Earlier in the morning I’d forwarded an email from Father Mike and his television show to Gene. Gene had emailed back asking me to stop sending him stuff like that. He doesn’t think he can be saved. It would be a challenge, I agreed.

There are a couple of really nice churches in the neighborhood where I live. I met a man at the deli counter last week. I started talking to him. He said he was really enjoying life, retired now. He was a retired minister at the First Church of Christ. I told him that my mother’s new minister had been from the area and he seemed interested in talking to me until the counter guy gave him his sandwich and then he said good bye it was nice talking to you and he disappeared.

You never know who it is when the doorbell rings at ten o’clock in the morning. Usually it’s a neighbor, or one of the landscape guys or a handyman that’s coming over to look at your garage or your ceiling to make an estimate on what it costs to repair it because the deck leaks. Sometimes Maury comes over. He’s on the home owner’s board and knows all kinds of stuff and likes to keep up on the repairs in the neighborhood. Usually he rings the doorbell and then he knocks real loud. I try and stay upstairs when I hear that.

I talked with my editor yesterday. She has some good suggestions for my novel. There’s a lot of work to do. She’s positive about the project without giving away any false hope.

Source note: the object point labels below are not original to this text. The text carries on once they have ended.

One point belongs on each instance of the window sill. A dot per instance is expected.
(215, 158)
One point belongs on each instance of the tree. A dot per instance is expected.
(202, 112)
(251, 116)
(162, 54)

Second drafts are like the early rounds of the NCAA tournament. Anyone can get a last second shot at the buzzer and post a victory. It’s the later rounds where the pressure starts to build and the little schools with the big hopes and out of reach dreams and the clean white cheerleaders go up against the big boys, the Duke’s and UCLA's and find out what it’s really like under the boards where they pound you. My story is good and the characters resonant and now I have to really clean things up and rocket this thing on until it is ready to try and sell.

I finished up ‘Ham on Rye’ by Charles Bukowski last night. The alter ego character Henry Chinanski pummels his way through a rough childhood into young adulthood with a swagger and a fear and the knowledge that beneath it all he just wanted to be left alone in a room somewhere. It was chilling and brave. The front cover is one of the best that I’ve seen, done by a guy named Milan Bozic. It’s just a guy in big red gym trunks in a fighting pose. Perfect. The kid taking on the world.

Duane over at ‘Magic Door’ says two writers sell out in his used book shop. Same two writers who have always been hard to keep, he says, in all the shops he’s had. Bukowski, and Hunter S Thompson. Just can’t keep ‘em in stock, he says. He calls those guys his top drawer or something like that. Top of the line. Sure fire, big sellers. His ‘A’ list writers he sells too, right under the top drawer guys. Hemingway, Steinbeck. They sell. Not like the top of the line guys. So I’m reading Bukowski. Trying to figure out how he does it.